Therefore, there remains a need for improved apparatus, systems, and assemblies for stabilizing the spinal column.
In one embodiment, the present disclosure provides a spinal plate for use in stabilizing a spinal segment. In some instances the spinal plate includes openings extending therethrough to receive fixation members in a hyper-angulated orientation.
In another embodiment, the present disclosure provides a spinal plate for positioning between a first vertebra and a second vertebra. The spinal plate comprises a generally rectangular body portion. The body portion includes a first elongated engagement surface for fixedly engaging the first vertebra and a second elongated engagement surface opposite the first engagement surface for fixedly engaging the second vertebra. The second engagement surface extends substantially parallel to the first engagement surface. The first and second engagement surfaces are separated by a first height. A first axis extends substantially perpendicular to the first and second engagement surfaces. A first sidewall extends between and substantially perpendicular to the first and second engagement surfaces. A second sidewall extends between and substantially perpendicular to the first and second engagement surfaces opposite the first sidewall. The second sidewall extends substantially parallel to the first sidewall. The first and second sidewalls are separated by a first width. The first width is less than the first height. A first substantially cylindrical bore extends from the first sidewall to the second sidewall through the body portion at an oblique angle of at least 30 degrees with respect to the first axis. The first bore is sized to receive and mate with a bone fixation device for securing the body portion to the first vertebra.

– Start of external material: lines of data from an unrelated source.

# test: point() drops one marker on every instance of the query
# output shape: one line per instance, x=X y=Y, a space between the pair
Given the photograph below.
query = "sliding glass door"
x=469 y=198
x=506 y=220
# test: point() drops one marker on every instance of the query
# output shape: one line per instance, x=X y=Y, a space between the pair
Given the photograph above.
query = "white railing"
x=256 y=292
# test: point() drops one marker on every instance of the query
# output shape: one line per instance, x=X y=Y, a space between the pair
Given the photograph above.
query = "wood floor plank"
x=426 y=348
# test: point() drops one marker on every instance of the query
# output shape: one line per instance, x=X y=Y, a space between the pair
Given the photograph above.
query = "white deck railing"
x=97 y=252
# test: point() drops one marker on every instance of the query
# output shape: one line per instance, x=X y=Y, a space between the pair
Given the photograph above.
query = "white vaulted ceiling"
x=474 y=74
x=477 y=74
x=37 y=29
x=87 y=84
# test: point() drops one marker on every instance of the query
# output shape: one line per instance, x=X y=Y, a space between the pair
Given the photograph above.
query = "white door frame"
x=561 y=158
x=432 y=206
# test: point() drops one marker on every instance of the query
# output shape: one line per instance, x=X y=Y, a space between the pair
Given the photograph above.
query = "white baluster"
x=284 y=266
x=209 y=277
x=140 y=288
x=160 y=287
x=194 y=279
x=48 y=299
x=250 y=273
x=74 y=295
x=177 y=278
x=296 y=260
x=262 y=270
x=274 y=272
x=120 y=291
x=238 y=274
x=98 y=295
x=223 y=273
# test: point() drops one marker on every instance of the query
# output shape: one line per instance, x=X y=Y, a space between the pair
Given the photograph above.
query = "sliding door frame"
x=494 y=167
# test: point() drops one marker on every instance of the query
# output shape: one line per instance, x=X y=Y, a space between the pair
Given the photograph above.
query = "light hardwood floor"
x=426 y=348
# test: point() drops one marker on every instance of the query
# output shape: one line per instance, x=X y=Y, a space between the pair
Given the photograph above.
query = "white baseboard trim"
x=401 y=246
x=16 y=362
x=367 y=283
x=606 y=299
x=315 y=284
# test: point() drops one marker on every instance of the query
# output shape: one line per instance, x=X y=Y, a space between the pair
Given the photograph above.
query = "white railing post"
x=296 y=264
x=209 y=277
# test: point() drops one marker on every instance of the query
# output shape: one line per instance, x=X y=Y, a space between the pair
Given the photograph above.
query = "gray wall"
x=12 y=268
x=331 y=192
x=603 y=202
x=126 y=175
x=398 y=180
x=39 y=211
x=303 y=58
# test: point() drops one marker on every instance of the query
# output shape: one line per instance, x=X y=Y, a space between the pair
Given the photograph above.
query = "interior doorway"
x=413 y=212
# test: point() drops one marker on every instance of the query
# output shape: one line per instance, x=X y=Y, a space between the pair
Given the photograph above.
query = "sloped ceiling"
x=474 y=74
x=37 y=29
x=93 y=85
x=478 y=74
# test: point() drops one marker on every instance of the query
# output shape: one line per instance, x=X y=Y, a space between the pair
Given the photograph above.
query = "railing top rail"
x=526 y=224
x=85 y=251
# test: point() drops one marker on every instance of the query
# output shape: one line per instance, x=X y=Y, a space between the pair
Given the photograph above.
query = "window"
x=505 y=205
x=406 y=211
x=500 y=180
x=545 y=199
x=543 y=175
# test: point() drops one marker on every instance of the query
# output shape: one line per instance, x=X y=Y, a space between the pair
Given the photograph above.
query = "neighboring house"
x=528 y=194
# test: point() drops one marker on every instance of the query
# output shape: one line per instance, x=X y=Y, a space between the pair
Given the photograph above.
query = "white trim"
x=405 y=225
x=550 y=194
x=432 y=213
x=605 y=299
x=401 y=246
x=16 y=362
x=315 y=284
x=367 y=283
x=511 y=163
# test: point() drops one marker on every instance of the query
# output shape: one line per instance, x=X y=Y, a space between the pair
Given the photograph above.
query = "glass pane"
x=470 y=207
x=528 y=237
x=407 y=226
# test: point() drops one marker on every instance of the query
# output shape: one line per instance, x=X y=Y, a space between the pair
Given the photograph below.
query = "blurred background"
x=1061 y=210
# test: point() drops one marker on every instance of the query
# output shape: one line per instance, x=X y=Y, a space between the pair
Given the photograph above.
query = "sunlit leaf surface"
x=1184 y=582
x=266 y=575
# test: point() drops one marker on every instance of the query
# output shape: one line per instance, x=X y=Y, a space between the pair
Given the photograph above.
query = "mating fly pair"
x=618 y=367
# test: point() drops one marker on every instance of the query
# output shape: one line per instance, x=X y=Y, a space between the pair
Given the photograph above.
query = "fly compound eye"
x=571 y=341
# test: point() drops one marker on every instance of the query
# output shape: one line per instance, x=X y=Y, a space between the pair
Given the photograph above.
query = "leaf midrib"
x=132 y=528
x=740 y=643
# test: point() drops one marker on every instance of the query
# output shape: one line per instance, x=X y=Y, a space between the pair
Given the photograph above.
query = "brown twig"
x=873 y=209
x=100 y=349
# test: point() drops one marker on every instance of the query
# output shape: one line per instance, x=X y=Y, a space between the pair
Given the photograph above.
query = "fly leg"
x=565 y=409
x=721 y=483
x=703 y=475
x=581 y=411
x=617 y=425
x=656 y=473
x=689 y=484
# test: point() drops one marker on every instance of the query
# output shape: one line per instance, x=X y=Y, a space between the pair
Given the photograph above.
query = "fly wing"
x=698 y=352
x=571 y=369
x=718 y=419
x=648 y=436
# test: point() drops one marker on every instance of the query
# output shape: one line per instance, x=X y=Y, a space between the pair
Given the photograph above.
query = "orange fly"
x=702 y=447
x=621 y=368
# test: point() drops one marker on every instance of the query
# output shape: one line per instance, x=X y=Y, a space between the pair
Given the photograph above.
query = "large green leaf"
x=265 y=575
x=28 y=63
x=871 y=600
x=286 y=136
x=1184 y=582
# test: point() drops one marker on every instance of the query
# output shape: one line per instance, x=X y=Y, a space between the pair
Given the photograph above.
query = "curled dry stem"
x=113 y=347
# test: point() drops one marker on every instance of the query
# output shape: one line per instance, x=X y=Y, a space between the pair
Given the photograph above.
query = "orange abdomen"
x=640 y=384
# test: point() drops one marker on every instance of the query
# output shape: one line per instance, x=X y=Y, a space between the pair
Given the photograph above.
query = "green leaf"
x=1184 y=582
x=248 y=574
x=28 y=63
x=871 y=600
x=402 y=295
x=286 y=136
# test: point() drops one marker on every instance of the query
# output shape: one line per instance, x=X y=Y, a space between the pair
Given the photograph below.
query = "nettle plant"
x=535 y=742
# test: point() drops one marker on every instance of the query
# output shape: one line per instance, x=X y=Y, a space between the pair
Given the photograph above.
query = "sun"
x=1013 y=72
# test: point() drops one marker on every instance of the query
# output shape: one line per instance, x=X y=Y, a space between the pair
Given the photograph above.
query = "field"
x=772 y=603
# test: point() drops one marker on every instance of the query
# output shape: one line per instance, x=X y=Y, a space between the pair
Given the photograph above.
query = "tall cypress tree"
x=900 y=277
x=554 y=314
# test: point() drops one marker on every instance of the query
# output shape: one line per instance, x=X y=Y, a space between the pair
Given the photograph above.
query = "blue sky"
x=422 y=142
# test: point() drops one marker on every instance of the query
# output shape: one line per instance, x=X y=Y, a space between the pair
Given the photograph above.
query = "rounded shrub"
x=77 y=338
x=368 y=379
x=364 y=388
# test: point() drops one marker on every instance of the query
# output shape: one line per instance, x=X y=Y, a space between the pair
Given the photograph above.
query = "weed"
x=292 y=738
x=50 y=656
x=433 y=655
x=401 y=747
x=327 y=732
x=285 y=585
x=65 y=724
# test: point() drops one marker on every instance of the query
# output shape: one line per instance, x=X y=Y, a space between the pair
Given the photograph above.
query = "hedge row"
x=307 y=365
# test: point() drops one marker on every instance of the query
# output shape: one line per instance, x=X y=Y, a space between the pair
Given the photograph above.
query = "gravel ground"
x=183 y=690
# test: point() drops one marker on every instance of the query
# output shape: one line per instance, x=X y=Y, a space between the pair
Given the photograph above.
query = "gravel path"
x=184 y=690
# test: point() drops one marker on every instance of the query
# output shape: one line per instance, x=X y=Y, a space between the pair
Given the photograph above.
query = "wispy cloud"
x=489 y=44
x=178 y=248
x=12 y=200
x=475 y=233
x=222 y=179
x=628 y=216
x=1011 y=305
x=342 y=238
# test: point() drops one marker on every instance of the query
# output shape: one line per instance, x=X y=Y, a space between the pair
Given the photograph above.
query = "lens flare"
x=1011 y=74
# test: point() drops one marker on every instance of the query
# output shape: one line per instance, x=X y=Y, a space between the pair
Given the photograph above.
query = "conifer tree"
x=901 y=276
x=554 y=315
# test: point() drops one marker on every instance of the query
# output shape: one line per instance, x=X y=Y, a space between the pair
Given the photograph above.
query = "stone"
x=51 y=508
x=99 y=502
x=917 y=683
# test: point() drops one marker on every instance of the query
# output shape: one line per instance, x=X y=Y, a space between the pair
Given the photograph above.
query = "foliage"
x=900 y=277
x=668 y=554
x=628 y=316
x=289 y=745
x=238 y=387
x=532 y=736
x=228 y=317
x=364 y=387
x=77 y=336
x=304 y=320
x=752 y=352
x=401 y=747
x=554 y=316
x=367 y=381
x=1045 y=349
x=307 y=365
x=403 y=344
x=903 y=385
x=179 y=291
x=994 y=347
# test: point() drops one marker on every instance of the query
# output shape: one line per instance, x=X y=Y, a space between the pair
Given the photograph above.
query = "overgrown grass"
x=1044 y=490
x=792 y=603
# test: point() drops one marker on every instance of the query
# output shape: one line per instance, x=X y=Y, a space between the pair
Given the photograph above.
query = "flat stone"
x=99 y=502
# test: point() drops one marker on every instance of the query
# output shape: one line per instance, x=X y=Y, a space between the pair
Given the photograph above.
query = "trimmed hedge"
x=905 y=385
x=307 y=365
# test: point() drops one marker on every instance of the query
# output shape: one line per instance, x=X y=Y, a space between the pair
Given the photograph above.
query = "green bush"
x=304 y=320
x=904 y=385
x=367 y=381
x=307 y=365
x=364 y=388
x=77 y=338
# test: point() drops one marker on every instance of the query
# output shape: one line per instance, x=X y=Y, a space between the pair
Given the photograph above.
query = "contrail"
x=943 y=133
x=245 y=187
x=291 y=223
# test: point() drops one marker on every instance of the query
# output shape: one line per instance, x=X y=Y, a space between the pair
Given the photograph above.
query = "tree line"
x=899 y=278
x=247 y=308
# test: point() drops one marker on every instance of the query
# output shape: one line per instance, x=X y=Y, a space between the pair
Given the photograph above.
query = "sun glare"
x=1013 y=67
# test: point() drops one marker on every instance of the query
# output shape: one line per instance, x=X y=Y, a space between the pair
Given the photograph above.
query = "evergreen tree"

In another embodiment, the present disclosure provides a spinal implant for stabilizing a pair of adjacent vertebrae without penetrating a sidewall of the vertebrae. The spinal implant comprises a central portion extending along a first plane, a first engagement portion extending from an upper part of the central portion, and a second engagement portion extending from a lower part of the central portion. The first engagement portion extends along a second plane that is at a first oblique angle with respect to the first plane. The second engagement portion extends along a third plane that is at a second oblique angle with respect to the first plane and substantially perpendicular to the second plane. A first opening extends through the first engagement portion substantially perpendicular to the second plane. The first opening is sized and shaped to receive and mate with a first bone fixation device for securing the first engagement portion to one of the adjacent vertebrae. A second opening extends through the second engagement portion substantially perpendicular to the third plane. The second opening is sized and shaped to receive and mate with a second bone fixation device for securing the second engagement portion to the other of the adjacent vertebrae.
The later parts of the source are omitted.